Are there any other areas of emerging research with regard to interpersonal violence that you anticipate we will see in courtrooms?
I believe an area of the law that has been ignored is the impact on children of a parent who is a victim of interpersonal violence. The research is increasingly clear that when a parent is physically or sexually abused, it often has a direct impact on their parenting. I think the person or entity who is committing interpersonal violence, or allowing it to happen to a parent, is in fact directly harming the child.
What are signs and symptoms of interpersonal violence on a parent which have a direct impact on the child?

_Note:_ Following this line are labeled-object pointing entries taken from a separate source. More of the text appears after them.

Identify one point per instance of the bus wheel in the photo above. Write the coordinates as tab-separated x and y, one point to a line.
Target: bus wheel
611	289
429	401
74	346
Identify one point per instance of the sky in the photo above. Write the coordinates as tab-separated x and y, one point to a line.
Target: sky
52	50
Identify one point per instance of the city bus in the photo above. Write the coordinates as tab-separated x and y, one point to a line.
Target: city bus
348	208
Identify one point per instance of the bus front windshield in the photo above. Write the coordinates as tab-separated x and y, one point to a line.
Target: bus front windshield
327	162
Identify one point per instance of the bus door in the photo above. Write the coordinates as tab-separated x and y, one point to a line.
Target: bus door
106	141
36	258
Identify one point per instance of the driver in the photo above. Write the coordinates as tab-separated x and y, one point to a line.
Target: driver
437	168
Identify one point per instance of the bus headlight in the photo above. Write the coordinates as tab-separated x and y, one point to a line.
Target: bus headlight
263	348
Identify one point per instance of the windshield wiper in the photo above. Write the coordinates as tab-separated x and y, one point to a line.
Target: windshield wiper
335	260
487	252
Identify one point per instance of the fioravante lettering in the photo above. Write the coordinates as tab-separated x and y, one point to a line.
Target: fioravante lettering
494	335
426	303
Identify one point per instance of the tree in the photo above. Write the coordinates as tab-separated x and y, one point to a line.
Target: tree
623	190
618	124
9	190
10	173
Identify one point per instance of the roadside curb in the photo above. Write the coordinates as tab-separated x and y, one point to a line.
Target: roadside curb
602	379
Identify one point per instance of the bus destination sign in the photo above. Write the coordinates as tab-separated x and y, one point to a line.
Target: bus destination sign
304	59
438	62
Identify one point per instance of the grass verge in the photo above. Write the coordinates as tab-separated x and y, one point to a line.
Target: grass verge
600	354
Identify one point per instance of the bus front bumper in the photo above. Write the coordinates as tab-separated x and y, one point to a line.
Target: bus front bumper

The direct effects on the child are the damages which have occurred to the parent. It can be depression, anxiety, post-traumatic stress disorder, sexual dysfunction, compulsive gambling, use of drugs or alcohol, really any of the emotional sequelae that are identified as a parent’s damages. To the extent that those behaviors impact a parent, which obviously they do, then it’s impacting the child. If you’re a child, for example, and your parent "checks out" at times because she is dissociative or is overwhelmed with post-traumatic images of what happened to her, then that parent is not available to you. Children are acutely aware when a parent is not present, and they will blame themselves. So if you have a parent who suffers from PTSD and is emotional, crying and upset because she is reexperiencing the trauma, then she is not available to you as a parent, and kids will often blame themselves for that. To me, that’s a direct result. Thus, the symptoms in the parent have a direct impact on the capacity to parent. The child suffers because of something the parent experienced years before.
What are the other manifestations in parents that directly impact the child?
It can be neglect, hypervigilance, and also overprotection. It can be not allowing your child to have a sleepover or go to a church youth group. It can be limiting or protecting the child to the point that she doesn’t participate in activities which support normal growth and development. It can also be more pronounced, like suffering mental health symptoms that impact parenting, or exhibiting extreme and bizarre behavior that the child sees and doesn’t understand. It can be controlling a child, so that he doesn’t have normal developmental experiences. I have seen acute cases where a parent has a son and is not able to relate to the son because the son has a penis. And so there is always a distance. The child senses it, but has no idea that the mother has this problem because she was abused by a male. In terms of the law, if a partner of a victim has a claim for the effects on the relationship, then the child has an equally significant claim.